On how the Cambridge spies became "traitors to their class":

"The obvious yet rarely understood stroke of secret service genius behind all such operations was the simple recognition of an essential bond between the so-called 'establishment' (by which is meant little more than the elite of a given society), and what Lionel Trilling called the 'adversary culture' – that part of society which, by virtue of its superior education and critical equipment, develops for itself a leveraged position within the middle class, based in ambiguity and the perspectives of criticism and argument, insight and protest. The adversary culture is a branch of the middle class; usually its most vigorous intellectual and artistic wing. It is drawn, albeit ambivalently, to radicalism; radicalism is part of its vision of freedom and truth. The radical solution, it imagines, would tear aside the bourgeois facade; radical insight, it suspects, reaches the deepest truth. In fact the ability really to grasp, if not embrace, radical insight is what the adversary culture believes sets it apart from the vast hypocritical and second-rate middle class to which it belongs but also wishes – understandably, properly – to distinguish itself."

from Double Lives by Stephen Koch

Tuesday, October 27, 2009

Notes from Los Angeles, part two:

On the Raymond Chandler bus tour, we are taken into the Mayfair Hotel in downtown, where Chandler briefly lived. The proprietor comes out to inform us that the very first Oscars were held there. (This turns out to be a lie.) He also tells us that the hotel is booked up because of a convention for something called Nu Skin. A fellow Chandler fan whispers that Nu Skin is a pyramid selling scheme for cosmetics.

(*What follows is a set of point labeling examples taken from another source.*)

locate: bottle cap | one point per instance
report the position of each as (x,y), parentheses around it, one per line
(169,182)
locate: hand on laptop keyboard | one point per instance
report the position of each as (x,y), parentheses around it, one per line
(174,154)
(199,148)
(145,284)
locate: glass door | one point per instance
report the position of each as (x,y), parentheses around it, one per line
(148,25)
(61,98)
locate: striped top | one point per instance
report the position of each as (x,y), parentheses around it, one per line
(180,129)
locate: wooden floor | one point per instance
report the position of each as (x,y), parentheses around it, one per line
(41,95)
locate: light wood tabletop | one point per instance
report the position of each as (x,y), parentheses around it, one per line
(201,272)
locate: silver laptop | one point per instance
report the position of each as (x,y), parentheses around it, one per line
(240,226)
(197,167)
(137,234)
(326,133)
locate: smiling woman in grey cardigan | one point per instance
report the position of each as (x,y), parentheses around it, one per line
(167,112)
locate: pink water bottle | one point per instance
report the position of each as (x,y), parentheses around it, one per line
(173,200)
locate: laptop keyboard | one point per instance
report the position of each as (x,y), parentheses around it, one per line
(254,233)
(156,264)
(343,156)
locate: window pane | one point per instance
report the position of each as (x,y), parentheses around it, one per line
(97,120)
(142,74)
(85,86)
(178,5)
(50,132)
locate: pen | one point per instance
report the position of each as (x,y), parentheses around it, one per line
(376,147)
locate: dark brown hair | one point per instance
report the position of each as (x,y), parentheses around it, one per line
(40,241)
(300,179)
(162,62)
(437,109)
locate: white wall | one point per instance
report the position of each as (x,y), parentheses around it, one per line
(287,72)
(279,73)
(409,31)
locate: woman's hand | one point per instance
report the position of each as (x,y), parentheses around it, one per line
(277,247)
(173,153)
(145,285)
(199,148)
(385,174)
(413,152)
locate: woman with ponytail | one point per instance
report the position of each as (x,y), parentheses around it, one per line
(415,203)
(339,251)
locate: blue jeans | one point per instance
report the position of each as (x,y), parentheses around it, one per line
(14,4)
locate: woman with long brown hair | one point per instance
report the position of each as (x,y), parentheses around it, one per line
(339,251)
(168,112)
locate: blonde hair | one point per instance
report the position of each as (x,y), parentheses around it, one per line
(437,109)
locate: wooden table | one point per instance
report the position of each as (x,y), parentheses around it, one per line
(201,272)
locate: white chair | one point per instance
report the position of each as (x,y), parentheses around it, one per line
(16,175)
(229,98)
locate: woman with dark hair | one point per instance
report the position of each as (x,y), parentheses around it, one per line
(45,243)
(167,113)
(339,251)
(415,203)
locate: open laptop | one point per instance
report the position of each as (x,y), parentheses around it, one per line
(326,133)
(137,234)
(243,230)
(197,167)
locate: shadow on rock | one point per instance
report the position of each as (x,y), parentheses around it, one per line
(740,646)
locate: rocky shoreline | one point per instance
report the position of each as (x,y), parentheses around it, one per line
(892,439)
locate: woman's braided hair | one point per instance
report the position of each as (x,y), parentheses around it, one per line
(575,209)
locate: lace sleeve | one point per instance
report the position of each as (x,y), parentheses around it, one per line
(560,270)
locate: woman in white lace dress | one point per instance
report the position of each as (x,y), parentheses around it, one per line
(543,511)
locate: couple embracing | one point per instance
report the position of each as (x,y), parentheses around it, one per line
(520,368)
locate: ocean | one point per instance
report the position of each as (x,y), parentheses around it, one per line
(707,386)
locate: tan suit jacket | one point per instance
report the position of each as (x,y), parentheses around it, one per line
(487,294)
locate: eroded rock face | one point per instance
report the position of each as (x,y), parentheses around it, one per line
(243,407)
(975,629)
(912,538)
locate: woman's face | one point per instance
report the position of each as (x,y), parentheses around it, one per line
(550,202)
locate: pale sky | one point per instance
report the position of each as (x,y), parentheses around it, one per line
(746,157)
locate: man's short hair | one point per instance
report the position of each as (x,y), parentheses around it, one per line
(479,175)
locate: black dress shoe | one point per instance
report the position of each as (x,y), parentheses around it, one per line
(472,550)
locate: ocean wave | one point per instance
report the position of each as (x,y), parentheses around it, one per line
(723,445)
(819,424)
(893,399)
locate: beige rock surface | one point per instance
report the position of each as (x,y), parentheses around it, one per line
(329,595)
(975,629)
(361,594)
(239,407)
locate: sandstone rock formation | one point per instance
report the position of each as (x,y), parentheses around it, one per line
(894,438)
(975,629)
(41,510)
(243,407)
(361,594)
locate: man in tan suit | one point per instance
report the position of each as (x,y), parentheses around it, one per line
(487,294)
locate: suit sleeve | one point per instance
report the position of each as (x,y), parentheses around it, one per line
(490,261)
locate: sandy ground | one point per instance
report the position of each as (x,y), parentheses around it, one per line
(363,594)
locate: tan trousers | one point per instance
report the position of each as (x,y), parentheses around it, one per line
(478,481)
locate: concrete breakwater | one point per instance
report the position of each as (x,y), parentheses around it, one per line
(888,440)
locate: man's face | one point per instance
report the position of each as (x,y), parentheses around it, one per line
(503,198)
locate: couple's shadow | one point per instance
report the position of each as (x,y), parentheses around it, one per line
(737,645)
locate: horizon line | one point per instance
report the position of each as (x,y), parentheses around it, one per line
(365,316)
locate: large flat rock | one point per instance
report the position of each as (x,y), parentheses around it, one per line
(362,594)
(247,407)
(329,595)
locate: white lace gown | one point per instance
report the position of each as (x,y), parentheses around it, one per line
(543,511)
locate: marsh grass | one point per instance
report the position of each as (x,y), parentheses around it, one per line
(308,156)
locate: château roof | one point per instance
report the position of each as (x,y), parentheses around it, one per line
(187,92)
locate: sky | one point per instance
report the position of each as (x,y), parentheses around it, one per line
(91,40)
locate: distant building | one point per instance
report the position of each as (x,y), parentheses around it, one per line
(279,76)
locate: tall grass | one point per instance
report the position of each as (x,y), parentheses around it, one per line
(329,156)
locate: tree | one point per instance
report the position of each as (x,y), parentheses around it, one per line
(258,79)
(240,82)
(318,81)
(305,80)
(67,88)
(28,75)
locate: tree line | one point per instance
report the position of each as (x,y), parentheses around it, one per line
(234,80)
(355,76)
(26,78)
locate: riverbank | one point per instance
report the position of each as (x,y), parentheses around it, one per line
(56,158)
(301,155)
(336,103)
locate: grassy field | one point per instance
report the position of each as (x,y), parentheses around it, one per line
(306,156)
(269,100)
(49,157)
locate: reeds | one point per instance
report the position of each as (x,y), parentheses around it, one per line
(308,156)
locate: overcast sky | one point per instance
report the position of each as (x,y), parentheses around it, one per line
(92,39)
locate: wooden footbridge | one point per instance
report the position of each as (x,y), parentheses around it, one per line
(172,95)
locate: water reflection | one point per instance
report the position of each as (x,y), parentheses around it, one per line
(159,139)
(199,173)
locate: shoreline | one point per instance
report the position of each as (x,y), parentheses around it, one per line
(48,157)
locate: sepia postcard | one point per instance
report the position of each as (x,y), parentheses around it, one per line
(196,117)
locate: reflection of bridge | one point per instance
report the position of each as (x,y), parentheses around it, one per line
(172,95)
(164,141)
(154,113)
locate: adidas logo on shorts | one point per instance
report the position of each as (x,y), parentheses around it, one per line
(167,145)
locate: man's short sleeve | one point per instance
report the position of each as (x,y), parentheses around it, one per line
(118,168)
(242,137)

Later, I go to In'N'Out Burger in Hollywood, and find myself in the queue behind 30 or 40 Japanese women in Nu Skin T-shirts. The burger is good, but I can't believe it does much for my complexion.

***

On Hollywood Boulevard, I pass a quiet group of demonstrators from The Church of God. They all wear close-fitting white shirts with the top button done up but no tie, which makes them look weirdly Dalston 2009.

***

Also on the Raymond Chandler tour, we stop at the Musso & Frank Grill, where Chandler, Fitzgerald, Hemingway and many other writers once drank. Faulkner used to go behind the bar to mix his own mint juleps. There is a bartender there who still remembers serving Bukowski. Again, we meet the proprietor, who says that he wants to turn it back into a literary destination. When I return later for a beer, I am inititally disappointed to find myself sitting next to two men who talk about nothing but "crazy" ex-girlfriends and bad films. But then it occurs to me that Hemingway and Fitzgerald must have been exactly the same.

***

Katsu-Ya in Studio City, widely regarded as the best sushi in town - and it is indeed very good - is tucked between a Domino's Pizza and Randy's Pet Discount Center in an anonymous strip mall. Apparently that is standard in Los Angeles.

***

I'm surprised the sunsets here don't cause more car accidents.

***

Venice Beach is full of legal cannabis dispensaries. I go there with a girl who used to carry a medical marijuana permit. She had no particular desire to get cannabis on prescription, it was just useful in case she ever got pulled over by the police when she happened to have a joint in her car - literally a get-out-of-jail-free card.

***

At a karaoke bar in Los Feliz, one table along from a nice-looking girl with "EVIL CUNT" tattooed across the backs of her thighs, I find out from a friend that he has now slept with at least two women in LA who have had their pubic hair lasered off. As in, so that it will never grow back. I had never even heard of this procedure. I have no specific objection, but I do think it's a useful signal that it might finally be time to move to rural Nepal.

***

Going to see Abe Vigoda at The Smell in downtown, I discover that the venue doesn't serve alcohol because it's all-ages. Apparently most of the kids who go there get wasted before they arrive. But the bands don't finish until 1:30am, by which time everyone has sobered up. It's like a London gig in reverse.

***

In fact, Californians, for the most part, don't seem to get drunk at all. Which makes you wonder, how does casual sex ever happen here? The answer, I assume, is that sometimes it's just the only way to get a lift home.